AI for science has attracted significant institutional investment. Google DeepMind has been the most prolific contributor, producing AlphaFold, GraphCast, GenCast, GNoME, AlphaProof, and other scientific AI systems. In 2025, DeepMind and Google.org announced an AI for Math Initiative to support the development of AI tools for mathematical research [8].
National funding agencies have also invested heavily. The U.S. National Science Foundation (NSF) has funded numerous AI for science initiatives, and the Department of Energy operates national laboratories that integrate AI into physics, materials science, and energy research. The UK's Engineering and Physical Sciences Research Council (EPSRC) and similar agencies in the EU, Japan, and China fund dedicated AI for science programs.
Universities have established interdisciplinary AI for science centers, including the Eric and Wendy Schmidt AI in Science Postdoctoral Fellowship program, which placed AI researchers in science departments at multiple universities to foster cross-disciplinary collaboration.
As of early 2026, AI for science is in a period of rapid expansion following the transformative recognition of the 2024 Nobel Prizes. Several trends characterize the current landscape.
The success of AlphaFold has established a template: identify a hard scientific prediction problem, frame it as a machine learning task, train a large model on available data, and achieve results that rival or exceed experimental methods. This template is being applied to an expanding set of problems, from predicting the properties of quantum materials to simulating cellular processes to modeling climate dynamics.
However, the field is also confronting the limits of the current approach. Many scientific problems lack the large, well-curated datasets that enabled AlphaFold's success. Protein structures had decades of accumulated experimental data in the Protein Data Bank; other domains may not have equivalent resources. Generating high-quality training data for scientific AI remains a bottleneck.

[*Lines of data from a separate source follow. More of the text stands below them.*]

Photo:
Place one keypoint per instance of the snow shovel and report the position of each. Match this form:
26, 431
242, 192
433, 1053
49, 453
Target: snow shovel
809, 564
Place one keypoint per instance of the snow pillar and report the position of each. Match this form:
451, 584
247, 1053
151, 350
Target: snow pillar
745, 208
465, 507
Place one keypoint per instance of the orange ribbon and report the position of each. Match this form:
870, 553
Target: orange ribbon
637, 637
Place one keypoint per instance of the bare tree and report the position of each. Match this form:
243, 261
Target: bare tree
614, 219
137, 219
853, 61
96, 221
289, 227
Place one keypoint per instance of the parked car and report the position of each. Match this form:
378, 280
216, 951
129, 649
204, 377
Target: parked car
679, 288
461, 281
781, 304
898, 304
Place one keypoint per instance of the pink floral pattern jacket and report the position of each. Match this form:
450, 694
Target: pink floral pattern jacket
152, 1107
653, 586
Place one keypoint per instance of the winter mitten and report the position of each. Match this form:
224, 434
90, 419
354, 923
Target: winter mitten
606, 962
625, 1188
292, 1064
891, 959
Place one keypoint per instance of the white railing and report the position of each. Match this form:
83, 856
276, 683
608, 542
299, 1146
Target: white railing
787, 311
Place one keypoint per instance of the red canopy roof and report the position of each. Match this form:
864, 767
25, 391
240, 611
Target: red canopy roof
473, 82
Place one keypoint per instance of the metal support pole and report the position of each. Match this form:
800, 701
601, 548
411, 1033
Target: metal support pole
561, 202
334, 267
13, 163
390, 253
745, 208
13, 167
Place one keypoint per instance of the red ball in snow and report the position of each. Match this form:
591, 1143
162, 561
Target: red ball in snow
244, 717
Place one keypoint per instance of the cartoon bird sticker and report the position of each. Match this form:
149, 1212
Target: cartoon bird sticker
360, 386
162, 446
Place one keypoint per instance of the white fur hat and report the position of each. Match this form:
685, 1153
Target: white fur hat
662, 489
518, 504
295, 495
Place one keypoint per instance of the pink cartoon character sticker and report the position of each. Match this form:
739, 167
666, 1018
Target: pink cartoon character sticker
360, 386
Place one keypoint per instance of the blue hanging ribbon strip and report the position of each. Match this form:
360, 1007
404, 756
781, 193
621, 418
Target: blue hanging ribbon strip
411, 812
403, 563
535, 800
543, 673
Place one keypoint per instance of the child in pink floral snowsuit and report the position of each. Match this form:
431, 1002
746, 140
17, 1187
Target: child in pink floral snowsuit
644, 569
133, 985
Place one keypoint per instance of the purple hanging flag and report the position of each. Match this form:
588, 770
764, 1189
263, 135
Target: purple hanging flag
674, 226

The role of AI in science is also evolving from prediction toward generation. Rather than just predicting properties of existing systems, AI is increasingly used to design new ones: new proteins, new materials, new drug candidates, new experimental protocols. This generative capability represents a qualitative shift in how AI contributes to science, moving from analysis to creation.
Finally, questions about the long-term relationship between AI and scientific understanding remain open. AlphaFold can predict protein structures with high accuracy, but it does not fully explain the physical principles that determine protein folding. AI may accelerate discovery while leaving the deeper task of understanding to future work. Whether AI will eventually contribute to fundamental scientific understanding, not just empirical prediction, is one of the most profound open questions in the field.